O caminho aqui precisa daqueles que equilibram urgência das ações de curto prazo com a cautela dos projetos de médio e longo prazo. Fortalecer o terceiro setor é profissionalizá-lo. É torná-lo parte vital e vibrante da sociedade. É ensinar instituições a pedir doações e garantir que elas utilizem sua verba não só para agir diretamente em seu campo de atuação, mas também para investir em campanhas, pagar bons salários e manter a conta de luz em dia. É buscar caminhos para entrar na grade curricular do ensino superior e mobilizar jovens em formação profissional para que dediquem suas carreiras à cultura de doação.

 

(E é, também, abrir espaços para que elas possam brilhar. No primeiro semestre, criamos na MOL a Central de Impacto, um lugar onde todas as ONGs que já beneficiamos mostram seu trabalho com transparência total.)

 

DIRETRIZ 5: fortalecer o ecossistema promotor da cultura de doação
Como sei que é para mim?
Esse caminho é para os planejadores. Aqueles que são capazes de prover uma visão interconectada sobre o universo da cultura de doação, decodificando todos os seus aspectos sociais, demográficos e econômicos e, enfim, criando novas medidas para incluir cada vez mais pessoas em um movimento inclusivo, forte e democrático.

 

Como posso agir?
O ecossistema da cultura de doação e da filantropia no Brasil precisa atuar de forma cada vez mais integrada, alinhada e estratégica, com objetivos claros para todos. Nesta diretriz, tão importante quanto criar medidas para isso é traçar metas e planos concretos com prazos estabelecidos.

 

Quais são as formas de fomentar novos espaços para promover a cultura de doação no Brasil?

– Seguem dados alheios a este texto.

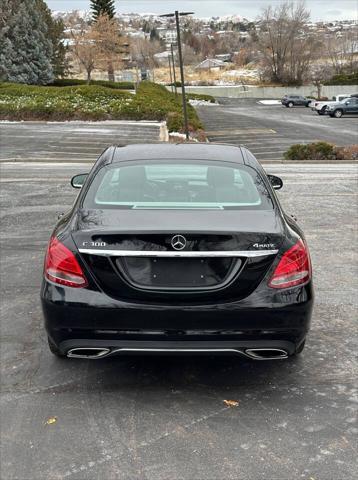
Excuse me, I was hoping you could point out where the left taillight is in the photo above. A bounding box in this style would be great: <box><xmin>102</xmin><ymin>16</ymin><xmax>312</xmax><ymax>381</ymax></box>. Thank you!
<box><xmin>44</xmin><ymin>237</ymin><xmax>88</xmax><ymax>288</ymax></box>
<box><xmin>269</xmin><ymin>239</ymin><xmax>312</xmax><ymax>288</ymax></box>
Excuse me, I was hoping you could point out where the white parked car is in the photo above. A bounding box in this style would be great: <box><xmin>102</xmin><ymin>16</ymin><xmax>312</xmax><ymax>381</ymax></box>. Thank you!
<box><xmin>311</xmin><ymin>93</ymin><xmax>352</xmax><ymax>115</ymax></box>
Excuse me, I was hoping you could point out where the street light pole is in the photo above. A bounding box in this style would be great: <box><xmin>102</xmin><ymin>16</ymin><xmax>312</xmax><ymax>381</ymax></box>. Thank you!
<box><xmin>175</xmin><ymin>10</ymin><xmax>189</xmax><ymax>140</ymax></box>
<box><xmin>170</xmin><ymin>43</ymin><xmax>178</xmax><ymax>97</ymax></box>
<box><xmin>160</xmin><ymin>10</ymin><xmax>194</xmax><ymax>140</ymax></box>
<box><xmin>168</xmin><ymin>52</ymin><xmax>173</xmax><ymax>93</ymax></box>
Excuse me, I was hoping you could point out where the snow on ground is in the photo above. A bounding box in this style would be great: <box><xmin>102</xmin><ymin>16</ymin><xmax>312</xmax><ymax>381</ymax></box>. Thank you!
<box><xmin>189</xmin><ymin>99</ymin><xmax>219</xmax><ymax>107</ymax></box>
<box><xmin>257</xmin><ymin>100</ymin><xmax>281</xmax><ymax>105</ymax></box>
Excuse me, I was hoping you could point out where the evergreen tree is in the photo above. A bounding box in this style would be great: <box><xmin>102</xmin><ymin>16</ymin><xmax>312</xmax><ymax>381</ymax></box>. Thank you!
<box><xmin>0</xmin><ymin>0</ymin><xmax>54</xmax><ymax>84</ymax></box>
<box><xmin>149</xmin><ymin>28</ymin><xmax>160</xmax><ymax>42</ymax></box>
<box><xmin>91</xmin><ymin>0</ymin><xmax>116</xmax><ymax>20</ymax></box>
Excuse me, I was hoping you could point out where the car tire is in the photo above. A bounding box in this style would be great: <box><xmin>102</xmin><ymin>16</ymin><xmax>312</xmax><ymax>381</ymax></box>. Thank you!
<box><xmin>47</xmin><ymin>337</ymin><xmax>66</xmax><ymax>358</ymax></box>
<box><xmin>294</xmin><ymin>339</ymin><xmax>306</xmax><ymax>355</ymax></box>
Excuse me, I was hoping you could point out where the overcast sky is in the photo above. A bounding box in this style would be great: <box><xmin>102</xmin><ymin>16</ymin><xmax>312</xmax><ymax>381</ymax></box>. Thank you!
<box><xmin>46</xmin><ymin>0</ymin><xmax>358</xmax><ymax>20</ymax></box>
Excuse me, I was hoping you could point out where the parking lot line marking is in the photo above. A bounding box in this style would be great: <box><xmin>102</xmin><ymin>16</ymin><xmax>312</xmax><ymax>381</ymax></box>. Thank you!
<box><xmin>206</xmin><ymin>128</ymin><xmax>276</xmax><ymax>135</ymax></box>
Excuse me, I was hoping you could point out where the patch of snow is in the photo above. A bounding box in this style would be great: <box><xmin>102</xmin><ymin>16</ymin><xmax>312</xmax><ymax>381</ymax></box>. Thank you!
<box><xmin>257</xmin><ymin>100</ymin><xmax>281</xmax><ymax>105</ymax></box>
<box><xmin>189</xmin><ymin>99</ymin><xmax>219</xmax><ymax>107</ymax></box>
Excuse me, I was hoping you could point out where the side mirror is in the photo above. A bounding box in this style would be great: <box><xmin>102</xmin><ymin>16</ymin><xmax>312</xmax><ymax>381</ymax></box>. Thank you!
<box><xmin>267</xmin><ymin>175</ymin><xmax>283</xmax><ymax>190</ymax></box>
<box><xmin>71</xmin><ymin>173</ymin><xmax>88</xmax><ymax>188</ymax></box>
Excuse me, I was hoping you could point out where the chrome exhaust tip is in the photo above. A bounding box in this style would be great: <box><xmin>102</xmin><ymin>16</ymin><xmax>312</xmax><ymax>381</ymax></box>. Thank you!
<box><xmin>67</xmin><ymin>347</ymin><xmax>111</xmax><ymax>359</ymax></box>
<box><xmin>245</xmin><ymin>348</ymin><xmax>288</xmax><ymax>360</ymax></box>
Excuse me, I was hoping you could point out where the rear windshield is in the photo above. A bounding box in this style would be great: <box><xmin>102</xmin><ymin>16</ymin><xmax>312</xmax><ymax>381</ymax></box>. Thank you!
<box><xmin>83</xmin><ymin>160</ymin><xmax>273</xmax><ymax>210</ymax></box>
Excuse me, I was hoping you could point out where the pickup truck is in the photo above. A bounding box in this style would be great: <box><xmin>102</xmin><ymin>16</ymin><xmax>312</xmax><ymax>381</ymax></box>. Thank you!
<box><xmin>327</xmin><ymin>97</ymin><xmax>358</xmax><ymax>118</ymax></box>
<box><xmin>311</xmin><ymin>93</ymin><xmax>352</xmax><ymax>115</ymax></box>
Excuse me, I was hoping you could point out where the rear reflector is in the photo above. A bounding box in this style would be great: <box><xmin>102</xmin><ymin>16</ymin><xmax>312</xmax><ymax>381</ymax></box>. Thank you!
<box><xmin>45</xmin><ymin>237</ymin><xmax>88</xmax><ymax>288</ymax></box>
<box><xmin>269</xmin><ymin>240</ymin><xmax>311</xmax><ymax>288</ymax></box>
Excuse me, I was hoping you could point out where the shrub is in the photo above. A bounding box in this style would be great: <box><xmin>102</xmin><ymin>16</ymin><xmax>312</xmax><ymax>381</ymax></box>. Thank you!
<box><xmin>186</xmin><ymin>93</ymin><xmax>216</xmax><ymax>103</ymax></box>
<box><xmin>325</xmin><ymin>71</ymin><xmax>358</xmax><ymax>85</ymax></box>
<box><xmin>47</xmin><ymin>78</ymin><xmax>134</xmax><ymax>90</ymax></box>
<box><xmin>284</xmin><ymin>142</ymin><xmax>335</xmax><ymax>160</ymax></box>
<box><xmin>0</xmin><ymin>82</ymin><xmax>202</xmax><ymax>131</ymax></box>
<box><xmin>334</xmin><ymin>144</ymin><xmax>358</xmax><ymax>160</ymax></box>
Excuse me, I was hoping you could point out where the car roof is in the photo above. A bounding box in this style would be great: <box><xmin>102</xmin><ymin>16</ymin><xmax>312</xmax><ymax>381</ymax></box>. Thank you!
<box><xmin>111</xmin><ymin>143</ymin><xmax>245</xmax><ymax>164</ymax></box>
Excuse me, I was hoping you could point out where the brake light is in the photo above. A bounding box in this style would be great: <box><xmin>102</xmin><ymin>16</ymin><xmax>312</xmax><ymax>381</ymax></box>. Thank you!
<box><xmin>45</xmin><ymin>237</ymin><xmax>88</xmax><ymax>288</ymax></box>
<box><xmin>269</xmin><ymin>239</ymin><xmax>312</xmax><ymax>288</ymax></box>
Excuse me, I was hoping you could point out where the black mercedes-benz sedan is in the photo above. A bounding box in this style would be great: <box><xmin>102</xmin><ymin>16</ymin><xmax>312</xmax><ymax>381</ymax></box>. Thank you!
<box><xmin>41</xmin><ymin>144</ymin><xmax>313</xmax><ymax>360</ymax></box>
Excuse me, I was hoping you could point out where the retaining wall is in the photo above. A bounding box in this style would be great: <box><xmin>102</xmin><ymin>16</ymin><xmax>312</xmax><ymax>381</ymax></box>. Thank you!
<box><xmin>179</xmin><ymin>85</ymin><xmax>358</xmax><ymax>99</ymax></box>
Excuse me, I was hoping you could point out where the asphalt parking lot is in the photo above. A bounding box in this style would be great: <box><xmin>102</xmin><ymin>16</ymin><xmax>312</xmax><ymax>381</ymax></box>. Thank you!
<box><xmin>198</xmin><ymin>98</ymin><xmax>358</xmax><ymax>161</ymax></box>
<box><xmin>0</xmin><ymin>161</ymin><xmax>358</xmax><ymax>480</ymax></box>
<box><xmin>0</xmin><ymin>121</ymin><xmax>162</xmax><ymax>162</ymax></box>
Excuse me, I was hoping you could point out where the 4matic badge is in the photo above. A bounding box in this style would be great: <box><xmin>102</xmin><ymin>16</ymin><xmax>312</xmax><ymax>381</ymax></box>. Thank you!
<box><xmin>252</xmin><ymin>243</ymin><xmax>276</xmax><ymax>249</ymax></box>
<box><xmin>82</xmin><ymin>242</ymin><xmax>107</xmax><ymax>247</ymax></box>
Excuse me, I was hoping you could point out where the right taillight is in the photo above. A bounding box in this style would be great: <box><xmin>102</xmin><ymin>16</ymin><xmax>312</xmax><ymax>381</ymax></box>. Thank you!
<box><xmin>269</xmin><ymin>240</ymin><xmax>312</xmax><ymax>288</ymax></box>
<box><xmin>45</xmin><ymin>237</ymin><xmax>88</xmax><ymax>288</ymax></box>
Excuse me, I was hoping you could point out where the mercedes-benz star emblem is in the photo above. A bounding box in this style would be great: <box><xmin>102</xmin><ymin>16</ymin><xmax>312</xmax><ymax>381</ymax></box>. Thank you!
<box><xmin>171</xmin><ymin>235</ymin><xmax>186</xmax><ymax>250</ymax></box>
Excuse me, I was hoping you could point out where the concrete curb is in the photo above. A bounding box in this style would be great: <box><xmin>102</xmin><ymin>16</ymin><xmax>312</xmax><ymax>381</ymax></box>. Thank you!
<box><xmin>0</xmin><ymin>157</ymin><xmax>358</xmax><ymax>165</ymax></box>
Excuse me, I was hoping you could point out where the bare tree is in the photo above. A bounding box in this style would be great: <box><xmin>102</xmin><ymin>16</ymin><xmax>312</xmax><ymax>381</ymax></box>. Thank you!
<box><xmin>91</xmin><ymin>15</ymin><xmax>125</xmax><ymax>82</ymax></box>
<box><xmin>258</xmin><ymin>1</ymin><xmax>317</xmax><ymax>83</ymax></box>
<box><xmin>130</xmin><ymin>38</ymin><xmax>163</xmax><ymax>69</ymax></box>
<box><xmin>310</xmin><ymin>64</ymin><xmax>332</xmax><ymax>99</ymax></box>
<box><xmin>326</xmin><ymin>30</ymin><xmax>358</xmax><ymax>74</ymax></box>
<box><xmin>69</xmin><ymin>15</ymin><xmax>125</xmax><ymax>83</ymax></box>
<box><xmin>70</xmin><ymin>22</ymin><xmax>98</xmax><ymax>84</ymax></box>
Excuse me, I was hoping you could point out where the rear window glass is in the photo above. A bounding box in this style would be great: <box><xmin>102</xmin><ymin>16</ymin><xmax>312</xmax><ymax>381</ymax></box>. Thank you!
<box><xmin>83</xmin><ymin>160</ymin><xmax>273</xmax><ymax>210</ymax></box>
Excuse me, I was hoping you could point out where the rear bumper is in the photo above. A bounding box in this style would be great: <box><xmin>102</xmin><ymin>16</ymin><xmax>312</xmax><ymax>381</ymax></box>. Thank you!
<box><xmin>41</xmin><ymin>281</ymin><xmax>313</xmax><ymax>354</ymax></box>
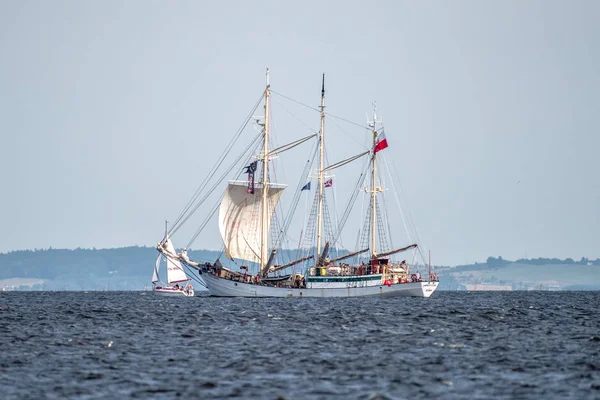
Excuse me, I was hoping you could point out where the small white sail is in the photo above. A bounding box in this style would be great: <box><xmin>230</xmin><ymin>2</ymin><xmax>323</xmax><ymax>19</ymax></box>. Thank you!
<box><xmin>165</xmin><ymin>237</ymin><xmax>189</xmax><ymax>283</ymax></box>
<box><xmin>152</xmin><ymin>254</ymin><xmax>162</xmax><ymax>283</ymax></box>
<box><xmin>219</xmin><ymin>182</ymin><xmax>285</xmax><ymax>262</ymax></box>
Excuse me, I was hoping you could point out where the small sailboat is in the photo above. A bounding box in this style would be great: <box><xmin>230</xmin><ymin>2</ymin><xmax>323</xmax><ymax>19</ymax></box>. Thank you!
<box><xmin>152</xmin><ymin>223</ymin><xmax>194</xmax><ymax>297</ymax></box>
<box><xmin>158</xmin><ymin>70</ymin><xmax>438</xmax><ymax>297</ymax></box>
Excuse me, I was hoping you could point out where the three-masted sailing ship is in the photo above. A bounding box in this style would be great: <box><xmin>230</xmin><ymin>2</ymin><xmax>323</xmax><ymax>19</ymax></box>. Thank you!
<box><xmin>157</xmin><ymin>70</ymin><xmax>438</xmax><ymax>297</ymax></box>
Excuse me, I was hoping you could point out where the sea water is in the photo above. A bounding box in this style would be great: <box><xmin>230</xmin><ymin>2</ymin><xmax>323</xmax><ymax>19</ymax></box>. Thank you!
<box><xmin>0</xmin><ymin>292</ymin><xmax>600</xmax><ymax>399</ymax></box>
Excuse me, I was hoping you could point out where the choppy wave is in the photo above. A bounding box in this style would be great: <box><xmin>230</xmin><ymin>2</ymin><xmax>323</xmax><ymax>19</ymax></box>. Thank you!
<box><xmin>0</xmin><ymin>292</ymin><xmax>600</xmax><ymax>399</ymax></box>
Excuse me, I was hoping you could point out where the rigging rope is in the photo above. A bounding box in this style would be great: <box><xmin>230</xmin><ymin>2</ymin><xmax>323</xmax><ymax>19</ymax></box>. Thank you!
<box><xmin>169</xmin><ymin>93</ymin><xmax>264</xmax><ymax>235</ymax></box>
<box><xmin>173</xmin><ymin>132</ymin><xmax>262</xmax><ymax>236</ymax></box>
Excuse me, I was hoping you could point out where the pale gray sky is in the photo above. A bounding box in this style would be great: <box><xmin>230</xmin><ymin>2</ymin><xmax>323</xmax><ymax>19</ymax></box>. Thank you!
<box><xmin>0</xmin><ymin>0</ymin><xmax>600</xmax><ymax>264</ymax></box>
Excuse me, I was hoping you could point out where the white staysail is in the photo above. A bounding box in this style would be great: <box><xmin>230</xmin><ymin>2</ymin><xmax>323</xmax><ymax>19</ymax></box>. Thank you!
<box><xmin>165</xmin><ymin>237</ymin><xmax>189</xmax><ymax>283</ymax></box>
<box><xmin>219</xmin><ymin>182</ymin><xmax>285</xmax><ymax>263</ymax></box>
<box><xmin>152</xmin><ymin>254</ymin><xmax>162</xmax><ymax>283</ymax></box>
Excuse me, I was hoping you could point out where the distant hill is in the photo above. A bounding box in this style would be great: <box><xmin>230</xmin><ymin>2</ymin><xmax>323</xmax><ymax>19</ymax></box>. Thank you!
<box><xmin>437</xmin><ymin>257</ymin><xmax>600</xmax><ymax>290</ymax></box>
<box><xmin>0</xmin><ymin>246</ymin><xmax>220</xmax><ymax>290</ymax></box>
<box><xmin>0</xmin><ymin>246</ymin><xmax>600</xmax><ymax>290</ymax></box>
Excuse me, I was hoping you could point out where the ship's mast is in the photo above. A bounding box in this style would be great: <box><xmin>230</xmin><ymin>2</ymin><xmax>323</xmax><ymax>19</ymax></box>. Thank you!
<box><xmin>316</xmin><ymin>74</ymin><xmax>325</xmax><ymax>266</ymax></box>
<box><xmin>371</xmin><ymin>104</ymin><xmax>377</xmax><ymax>259</ymax></box>
<box><xmin>260</xmin><ymin>68</ymin><xmax>271</xmax><ymax>273</ymax></box>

Que estratégias podem ser adotadas para tornar a causa atraente e sensibilizar investidores sociais, trazendo uma fundação sólida para o campo e, ao mesmo tempo, capilarização e representatividade nacional?

 

Igualmente importante aqui é o estabelecimento do compromisso claro: onde você vê a cultura de doação daqui 20 anos no seu nicho de atuação? Para ela chegar lá, onde precisa estar daqui 10 anos? E em 5 anos, 2 anos, 1 ano? Que iniciativas precisam ser colocadas em prática hoje, aqui, agora? Quem você deve procurar e o que você vai pedir? Que prazo vai estabelecer?

 

Talvez você se pergunte por que deveria se preocupar, considerando que também está contando seus danos e analisando seus próprios prejuízos durante essa pandemia. E a resposta é simples: não há sobrevivência social sem solidariedade. Não há prosperidade verdadeira enquanto também houver miséria. No longo prazo, tornar-se embaixador dessas diretrizes significa ser protagonista na diminuição das desigualdades.

 

Mais do que pessoas com boas intenções, nosso país precisa de gente que queira mudar a forma como enxergamos a filantropia. E o primeiro passo a ser dado é abranger nosso olhar entendendo que doação é distribuição de renda. É educação para a filantropia. É iniciativa coletiva. E começa com você.

 

Leia o documento do Movimento por uma Cultura de Doação. Procure pelo menos uma diretriz em que você ou seu negócio podem se encaixar. Trace metas para colocar processos em prática da mesma maneira que você traça metas de lucratividade. Assuma o compromisso com o presente e o futuro. Nós temos certeza: com esse pensamento, todo mundo vai sair ganhando.

 

*Texto publicado na coluna Razões para Doar, de Época Negócios, em setembro de 2020.